Es handelt sich ja augenblicklich um eine virtuelle Vernetzung, mittels Internet. Auf www.ungesundleben.org/betriebsgruppen tragen sich mehr Gruppen ein. Aktuell sind es zwölf. Zuletzt die Betriebsgruppe Wahrendorff. Ein Treffen oder dergleichen hat noch nicht stattgefunden.

Habt ihr eine mögliche Antwort auf die Frage, die auch uns umtreibt: Wie kann genügend Druck aufgebaut werden, um an den Amper Kliniken konkrete Verbesserungen für die ausgepressten Pflegekräfte zu erreichen?

Allein an der Fragestellung spiegelt sich schon ein grundsätzliches (FacharbeiterInnen-) Problem wider. Die Pflege ist bei weitem nicht die einzige Berufsgruppe, die unter beschissenen Arbeitsbedingungen leidet! Das Service Personal bekommt beispielsweise nicht mal vollständige Lohnfortzahlung im Krankheitsfall, keine Wochenend- und Feiertagszuschläge, sollen sich im Frei in Rufbereitschaft halten. Die Reinigungskräfte bekommen gerade mal einen Hungerlohn. Über die 25 langjährigen KollegInnen aus der Reinigung von der KDI Service GmbH, denen letztes Jahr im Oktober gekündigt wurde, kräht kein Hahn mehr. Diese KollegInnen, die ohne konkrete Ausbildung arbeiten, sind nicht interessant genug? Klar läuft es bei uns schlecht. Aber die haben fast niemanden. Drückt Euch nicht davor, mal darüber nachzudenken.

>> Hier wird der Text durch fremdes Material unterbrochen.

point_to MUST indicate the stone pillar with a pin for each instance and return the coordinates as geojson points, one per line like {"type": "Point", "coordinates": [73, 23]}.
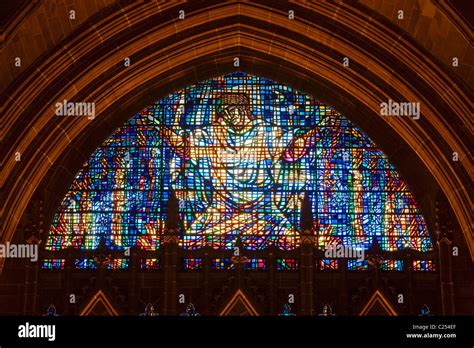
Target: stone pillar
{"type": "Point", "coordinates": [446, 272]}
{"type": "Point", "coordinates": [444, 242]}
{"type": "Point", "coordinates": [307, 258]}
{"type": "Point", "coordinates": [170, 252]}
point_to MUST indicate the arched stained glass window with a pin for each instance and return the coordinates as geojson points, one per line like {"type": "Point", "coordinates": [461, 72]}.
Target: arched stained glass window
{"type": "Point", "coordinates": [239, 152]}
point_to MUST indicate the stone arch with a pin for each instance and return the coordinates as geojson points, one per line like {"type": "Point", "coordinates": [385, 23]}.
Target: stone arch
{"type": "Point", "coordinates": [306, 53]}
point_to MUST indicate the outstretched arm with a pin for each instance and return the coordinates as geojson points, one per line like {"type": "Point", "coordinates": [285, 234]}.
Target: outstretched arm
{"type": "Point", "coordinates": [301, 144]}
{"type": "Point", "coordinates": [179, 143]}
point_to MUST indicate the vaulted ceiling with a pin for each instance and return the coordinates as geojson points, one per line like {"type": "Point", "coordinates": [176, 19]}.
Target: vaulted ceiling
{"type": "Point", "coordinates": [82, 60]}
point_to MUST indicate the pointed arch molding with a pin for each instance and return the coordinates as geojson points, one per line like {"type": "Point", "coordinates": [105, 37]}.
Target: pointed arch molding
{"type": "Point", "coordinates": [167, 54]}
{"type": "Point", "coordinates": [99, 299]}
{"type": "Point", "coordinates": [239, 298]}
{"type": "Point", "coordinates": [378, 299]}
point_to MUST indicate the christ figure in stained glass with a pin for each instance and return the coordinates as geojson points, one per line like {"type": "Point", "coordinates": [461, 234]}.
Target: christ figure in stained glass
{"type": "Point", "coordinates": [244, 163]}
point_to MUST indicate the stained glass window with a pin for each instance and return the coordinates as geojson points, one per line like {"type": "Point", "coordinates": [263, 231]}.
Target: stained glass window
{"type": "Point", "coordinates": [392, 265]}
{"type": "Point", "coordinates": [85, 263]}
{"type": "Point", "coordinates": [192, 264]}
{"type": "Point", "coordinates": [222, 264]}
{"type": "Point", "coordinates": [328, 264]}
{"type": "Point", "coordinates": [256, 264]}
{"type": "Point", "coordinates": [356, 265]}
{"type": "Point", "coordinates": [149, 264]}
{"type": "Point", "coordinates": [239, 151]}
{"type": "Point", "coordinates": [287, 264]}
{"type": "Point", "coordinates": [53, 263]}
{"type": "Point", "coordinates": [424, 265]}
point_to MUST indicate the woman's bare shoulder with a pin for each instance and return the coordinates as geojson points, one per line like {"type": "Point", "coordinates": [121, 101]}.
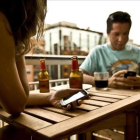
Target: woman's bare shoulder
{"type": "Point", "coordinates": [4, 21]}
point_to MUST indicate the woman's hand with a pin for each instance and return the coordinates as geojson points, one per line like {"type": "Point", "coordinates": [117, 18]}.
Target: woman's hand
{"type": "Point", "coordinates": [58, 95]}
{"type": "Point", "coordinates": [118, 81]}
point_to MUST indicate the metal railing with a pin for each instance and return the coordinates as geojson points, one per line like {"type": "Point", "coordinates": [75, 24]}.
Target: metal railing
{"type": "Point", "coordinates": [35, 85]}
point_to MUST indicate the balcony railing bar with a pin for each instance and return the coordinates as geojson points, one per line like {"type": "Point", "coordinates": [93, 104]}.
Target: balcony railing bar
{"type": "Point", "coordinates": [35, 85]}
{"type": "Point", "coordinates": [51, 59]}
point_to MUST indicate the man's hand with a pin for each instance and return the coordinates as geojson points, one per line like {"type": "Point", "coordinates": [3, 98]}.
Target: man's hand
{"type": "Point", "coordinates": [58, 95]}
{"type": "Point", "coordinates": [118, 81]}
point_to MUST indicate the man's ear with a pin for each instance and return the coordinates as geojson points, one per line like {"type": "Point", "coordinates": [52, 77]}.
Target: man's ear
{"type": "Point", "coordinates": [107, 32]}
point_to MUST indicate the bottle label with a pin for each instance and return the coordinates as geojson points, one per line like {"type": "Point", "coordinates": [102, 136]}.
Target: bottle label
{"type": "Point", "coordinates": [44, 86]}
{"type": "Point", "coordinates": [76, 82]}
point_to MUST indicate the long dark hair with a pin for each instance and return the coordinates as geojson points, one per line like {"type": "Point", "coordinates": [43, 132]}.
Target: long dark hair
{"type": "Point", "coordinates": [24, 17]}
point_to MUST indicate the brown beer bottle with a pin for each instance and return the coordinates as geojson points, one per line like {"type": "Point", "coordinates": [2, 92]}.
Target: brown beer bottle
{"type": "Point", "coordinates": [76, 76]}
{"type": "Point", "coordinates": [43, 77]}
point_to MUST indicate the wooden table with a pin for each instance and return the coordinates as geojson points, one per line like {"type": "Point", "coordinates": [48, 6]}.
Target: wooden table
{"type": "Point", "coordinates": [105, 109]}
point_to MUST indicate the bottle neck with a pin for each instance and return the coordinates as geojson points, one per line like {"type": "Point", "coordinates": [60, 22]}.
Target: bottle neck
{"type": "Point", "coordinates": [74, 66]}
{"type": "Point", "coordinates": [42, 66]}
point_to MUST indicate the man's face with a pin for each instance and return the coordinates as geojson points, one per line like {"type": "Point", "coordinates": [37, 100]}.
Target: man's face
{"type": "Point", "coordinates": [119, 36]}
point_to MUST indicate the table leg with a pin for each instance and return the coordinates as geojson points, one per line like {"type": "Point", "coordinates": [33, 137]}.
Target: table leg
{"type": "Point", "coordinates": [84, 136]}
{"type": "Point", "coordinates": [138, 122]}
{"type": "Point", "coordinates": [131, 127]}
{"type": "Point", "coordinates": [81, 136]}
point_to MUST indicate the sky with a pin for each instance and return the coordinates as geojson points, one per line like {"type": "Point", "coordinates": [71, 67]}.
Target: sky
{"type": "Point", "coordinates": [93, 14]}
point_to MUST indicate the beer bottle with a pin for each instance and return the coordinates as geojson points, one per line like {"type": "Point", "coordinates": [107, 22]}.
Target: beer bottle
{"type": "Point", "coordinates": [76, 76]}
{"type": "Point", "coordinates": [43, 77]}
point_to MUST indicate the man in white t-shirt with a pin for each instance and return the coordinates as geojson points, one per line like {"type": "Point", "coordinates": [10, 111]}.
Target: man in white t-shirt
{"type": "Point", "coordinates": [116, 57]}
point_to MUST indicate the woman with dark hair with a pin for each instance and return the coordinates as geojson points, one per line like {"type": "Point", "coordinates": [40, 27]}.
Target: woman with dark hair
{"type": "Point", "coordinates": [19, 21]}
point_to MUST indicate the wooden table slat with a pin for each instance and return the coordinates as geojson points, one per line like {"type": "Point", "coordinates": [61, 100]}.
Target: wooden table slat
{"type": "Point", "coordinates": [71, 113]}
{"type": "Point", "coordinates": [122, 92]}
{"type": "Point", "coordinates": [104, 99]}
{"type": "Point", "coordinates": [49, 115]}
{"type": "Point", "coordinates": [86, 120]}
{"type": "Point", "coordinates": [109, 95]}
{"type": "Point", "coordinates": [32, 123]}
{"type": "Point", "coordinates": [94, 102]}
{"type": "Point", "coordinates": [87, 107]}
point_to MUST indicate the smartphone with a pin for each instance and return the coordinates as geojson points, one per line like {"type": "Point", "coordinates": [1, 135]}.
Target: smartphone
{"type": "Point", "coordinates": [130, 73]}
{"type": "Point", "coordinates": [82, 94]}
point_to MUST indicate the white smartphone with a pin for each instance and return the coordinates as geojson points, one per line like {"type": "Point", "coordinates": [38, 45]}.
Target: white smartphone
{"type": "Point", "coordinates": [82, 94]}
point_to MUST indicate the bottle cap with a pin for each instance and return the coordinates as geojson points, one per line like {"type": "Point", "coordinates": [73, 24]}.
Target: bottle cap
{"type": "Point", "coordinates": [74, 65]}
{"type": "Point", "coordinates": [42, 64]}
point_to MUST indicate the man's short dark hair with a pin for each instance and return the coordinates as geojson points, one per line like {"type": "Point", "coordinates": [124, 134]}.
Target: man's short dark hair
{"type": "Point", "coordinates": [118, 17]}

Welche bisherigen Lehren und Schlussfolgerungen zieht Ihr aus dem Konflikt?

Dass wir die Selbstorganisation weiter betreiben müssen. Dass wir nicht die Initiative an politische Organisationen oder Gewerkschaften abgeben werden. Dass wir uns gerne solidarisch unterstützen lassen. Dass ArbeiterInnen keine Avantgarde benötigen. Dass unsere KollegInnen, fernab der hochpolitischen linken Szenerie, mehr Power besitzen, als von dieser angenommen. Dass sie keiner revolutionären Theorie bedürfen, um sich zu radikalisieren. Dass die Befreiung der Arbeiterinnen nur das Werk der ArbeiterInnen selbst sein kann!